Introducing the GA Guard series — a family of open-weight moderation models built to help developers and organizations keep language models safe, compliant, and aligned with real-world use.
GA-Guard
is designed to detect violations across the following seven categories:
Illicit Activities
– instructions or content related to crimes, weapons, or illegal substances.
Hate & Abuse
– harassment, slurs, dehumanization, or abusive language.
PII & IP
– exposure or solicitation of sensitive personal information, secrets, or intellectual property.
Prompt Security
– jailbreaks, prompt-injection, secret exfiltration, or obfuscation attempts.
Sexual Content
– sexually explicit or adult material.
Misinformation
– demonstrably false or deceptive claims presented as fact.
Violence & Self-Harm
– content that encourages violence, self-harm, or suicide.
The model outputs a
structured token
for each category (e.g.,
<policy_violation>
or
<policy_not_violation>
).
Important:
This model outputs
special tokens
(e.g.
<hate_and_abuse_not_violation>
).

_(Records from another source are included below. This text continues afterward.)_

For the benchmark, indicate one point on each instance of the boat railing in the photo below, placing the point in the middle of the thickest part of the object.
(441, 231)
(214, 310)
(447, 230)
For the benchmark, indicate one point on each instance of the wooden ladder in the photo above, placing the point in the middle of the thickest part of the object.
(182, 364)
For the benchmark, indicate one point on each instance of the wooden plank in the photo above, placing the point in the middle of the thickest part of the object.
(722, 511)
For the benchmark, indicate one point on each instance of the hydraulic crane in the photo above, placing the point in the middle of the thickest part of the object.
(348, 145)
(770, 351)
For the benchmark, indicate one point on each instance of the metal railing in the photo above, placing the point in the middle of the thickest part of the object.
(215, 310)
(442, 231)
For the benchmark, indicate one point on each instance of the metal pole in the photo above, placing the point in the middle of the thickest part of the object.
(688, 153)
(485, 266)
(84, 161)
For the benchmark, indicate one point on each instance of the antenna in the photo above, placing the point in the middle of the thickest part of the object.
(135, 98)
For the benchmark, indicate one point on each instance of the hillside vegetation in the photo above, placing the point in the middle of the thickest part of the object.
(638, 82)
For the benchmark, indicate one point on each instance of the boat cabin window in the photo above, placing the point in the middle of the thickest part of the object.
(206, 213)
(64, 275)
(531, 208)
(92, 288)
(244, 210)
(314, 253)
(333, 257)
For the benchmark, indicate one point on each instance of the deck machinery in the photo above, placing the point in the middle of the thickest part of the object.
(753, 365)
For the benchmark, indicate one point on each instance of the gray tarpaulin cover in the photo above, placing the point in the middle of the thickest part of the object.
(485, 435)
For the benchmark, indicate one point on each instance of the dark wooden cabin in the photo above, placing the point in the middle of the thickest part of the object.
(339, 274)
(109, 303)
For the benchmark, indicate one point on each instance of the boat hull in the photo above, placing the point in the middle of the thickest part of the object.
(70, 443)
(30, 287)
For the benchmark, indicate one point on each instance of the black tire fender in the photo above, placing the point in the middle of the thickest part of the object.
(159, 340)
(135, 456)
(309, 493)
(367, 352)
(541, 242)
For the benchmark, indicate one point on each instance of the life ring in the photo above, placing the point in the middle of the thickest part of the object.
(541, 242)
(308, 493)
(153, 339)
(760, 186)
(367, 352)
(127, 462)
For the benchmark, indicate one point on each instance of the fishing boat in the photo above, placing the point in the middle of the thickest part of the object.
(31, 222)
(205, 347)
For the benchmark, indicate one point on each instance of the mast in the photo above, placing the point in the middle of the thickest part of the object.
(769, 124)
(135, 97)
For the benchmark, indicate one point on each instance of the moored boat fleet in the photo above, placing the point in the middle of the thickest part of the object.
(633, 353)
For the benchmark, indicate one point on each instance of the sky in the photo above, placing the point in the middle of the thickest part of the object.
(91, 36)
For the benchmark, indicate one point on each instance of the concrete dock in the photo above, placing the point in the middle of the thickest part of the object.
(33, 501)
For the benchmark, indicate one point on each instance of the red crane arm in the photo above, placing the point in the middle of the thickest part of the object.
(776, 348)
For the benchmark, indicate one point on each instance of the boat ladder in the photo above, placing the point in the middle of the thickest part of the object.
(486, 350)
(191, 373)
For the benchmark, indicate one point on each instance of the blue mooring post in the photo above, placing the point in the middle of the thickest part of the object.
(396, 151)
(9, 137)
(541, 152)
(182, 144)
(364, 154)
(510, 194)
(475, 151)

Do
not
use
pipeline("text-generation")
since it strips them by default. Always decode with
skip_special_tokens=False
to preserve the outputs.
Model Details
GA Guard Thinking features:
Type: Causal Language Model
Training: Full finetune
Number of Parameters: 4.0B
Number of Non-Embedding Parameters: 3.6B
Number of Layers: 36
Number of Attention Heads (GQA): 32 for Q and 8 for KV
Context Length: 262,144 tokens
Inference Examples
Transformers Library
# Load model directlyfrom transformers import AutoTokenizer, AutoModelForCausalLM
tokenizer = AutoTokenizer.from_pretrained("GeneralAnalysis/GA_Guard_Thinking")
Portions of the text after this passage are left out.